I Will Tell You #79:
5 More Random Thoughts About Zombies and Other Stuff
You know, random thoughts about zombies are much like zombies chewing on fingers; you can’t stop with just a few. So, continuing from last week, here are 5 more random thoughts about zombies and stuff that’s sort of related.
Zombie? You Can’t Say That!
Hard to believe by today’s standards, but true nonetheless; the now-moribund Comics Code Authority prohibited the use of the word “zombie” in comic books, a provision that persisted as far as the late 1970s. Which was kind of odd, as comics were getting away with dropping in some PG-rated profanity at the time, but not the Z-word. Although it was apparently OK to substitute another Z-word that far fewer people knew of, but meant the same thing: “zuvembie”. Say what? At least, that was my reaction, when the Scarlet Witch used the term in an issue of The Avengers back in the day, in reference to the just-resurrected Wonder Man. Who wasn’t really a zombie at all, but actually brought back to life. Well, this bass-ackwards logic was an early example, and only one of many, that showed the CCA was pretty stupid and useless. Zombie zombie zombie! Take that, CCA.
A Little Known Fact About Me
Around the same time, when I was 14, I went out as a zombie for trick-or-treating. At least, I tried to look like a zombie. My mother had bought me this way-cool make-up kit at Toys R Us that let you make up all of these gross-looking scars, cuts, welts, etc. by mixing up this compound that you would pour into a mold and let set; when it was done, you removed them from the mold, applied them to your face or wherever with spirit gum adhesive, and colored accordingly with the supplied make-up. So I did all this on that Halloween night prior to trick-or-treating, and I think it actually looked pretty good. Until, that is, when I stepped out the door on that freezing cold night, where the cold temperatures contracted the applied scars and whatnot, which started to peel and fall off my face before I even reached the end of the street. I went from looking halfways scary to totally comical within 15 minutes, even though, when you think about it, body parts do fall off zombies, right? So I could have argued that it was all planned and was actually more realistic, but I knew better. It was pretty humiliating, and to date was my only foray into zombiedom. For the full story, see my old Halloween column here.
Marvel Zombies Re-Imagined
During the 1980s, to be called a Marvel Zombie was not a compliment. It was instead meant as a slam to fans who purportedly bought every Marvel comic, and only Marvel comics, no matter how good or bad they were, whether they read them or not, simply because they were Marvel comics. Of course, like a zombie, the term was resurrected a few years ago when Robert Kirkman took on the first Marvel Zombies mini-series, which expounded on the stories of the zombified Marvel characters first created by Mark Millar and seen in Ultimate Fantastic Four. And because of the popularity of this series, the phrase has been successfully rebooted and is now seen as a good thing. By most people, anyway; I have a long memory. And I hated Kirkman’s series.

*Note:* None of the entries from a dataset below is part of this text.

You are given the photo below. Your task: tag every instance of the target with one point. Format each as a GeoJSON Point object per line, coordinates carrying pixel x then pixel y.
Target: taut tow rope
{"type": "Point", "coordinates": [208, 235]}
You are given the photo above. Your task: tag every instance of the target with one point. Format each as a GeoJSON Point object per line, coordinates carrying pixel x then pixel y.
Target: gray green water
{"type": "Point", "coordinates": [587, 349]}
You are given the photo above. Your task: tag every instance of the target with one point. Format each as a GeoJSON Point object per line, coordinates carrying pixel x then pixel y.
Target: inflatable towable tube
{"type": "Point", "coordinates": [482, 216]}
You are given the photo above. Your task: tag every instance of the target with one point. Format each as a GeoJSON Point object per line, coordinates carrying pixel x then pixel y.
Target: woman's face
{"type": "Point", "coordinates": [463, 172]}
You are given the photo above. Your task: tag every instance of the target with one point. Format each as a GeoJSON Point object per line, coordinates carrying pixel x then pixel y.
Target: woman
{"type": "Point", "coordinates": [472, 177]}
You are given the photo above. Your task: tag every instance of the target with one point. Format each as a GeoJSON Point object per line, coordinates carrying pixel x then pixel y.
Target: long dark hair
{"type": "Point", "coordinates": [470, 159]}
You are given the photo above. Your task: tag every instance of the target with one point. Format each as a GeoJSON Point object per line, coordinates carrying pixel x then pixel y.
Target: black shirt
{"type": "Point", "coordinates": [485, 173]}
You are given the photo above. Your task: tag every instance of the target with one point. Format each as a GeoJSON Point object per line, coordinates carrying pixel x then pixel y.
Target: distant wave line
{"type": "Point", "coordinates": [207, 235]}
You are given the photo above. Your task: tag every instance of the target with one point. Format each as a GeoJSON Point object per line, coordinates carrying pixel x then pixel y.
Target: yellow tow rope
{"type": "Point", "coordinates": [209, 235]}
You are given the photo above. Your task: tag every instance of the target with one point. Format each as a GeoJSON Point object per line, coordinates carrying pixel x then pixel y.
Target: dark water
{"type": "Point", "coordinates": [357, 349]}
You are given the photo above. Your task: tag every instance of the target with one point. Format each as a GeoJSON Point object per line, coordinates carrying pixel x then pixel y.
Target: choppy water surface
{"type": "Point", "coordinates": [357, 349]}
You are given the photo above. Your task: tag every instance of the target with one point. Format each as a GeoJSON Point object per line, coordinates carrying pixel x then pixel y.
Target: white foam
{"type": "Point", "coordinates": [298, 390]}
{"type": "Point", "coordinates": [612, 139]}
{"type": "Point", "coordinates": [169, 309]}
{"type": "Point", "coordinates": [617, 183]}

Another Little Known Fact About Me
I also hate George Romero’s Dawn of the Dead. Hate it hate it hate it. Why, you ask? I will tell you, although the full story is best told in its own column, which I’ll do at some point, if anyone’s interested. I was 17 and in high school when I saw this movie at a midnight theater showing. It was a time where every adult I knew was constantly telling me that hard work and diligence pays off, and a time where a few jerkwads in school who clearly didn’t think this way were trying to make my life miserable. Dawn of the Dead told the story, of these four responsible adults working hard to make a safe haven for themselves, only to have a bunch of jerkwads step in and take it all away. This bugged the crap out of me at the time, sending the exact opposite message that I really needed to hear. It isn’t fair to the movie itself, I realize, but nonetheless, I can’t watch without remembering how it made me feel back in the day. So I don’t.
So What’s Next?
George Romero established the modern day template for zombies 45 years ago, and since then in pretty much every story, zombies are slow-moving flesh-eaters who can be put down only with massive head trauma. Nothing wrong with that; it works for me and just about everyone else. But, one has to ask: what’s next? Is it always going to be this way, or will someone else step forward with a new movie or TV show or comic that will revolutionize the genre once again? You listening, JJ Abrams? David Fincher? Quentin Tarantino?
OK, that’s five. But wait; I thought of one more! Time for a bonus round! So:
Yet Another Little Known Fact About Me
I fist-bumped Rob Zombie during San Diego Comic-Con last summer.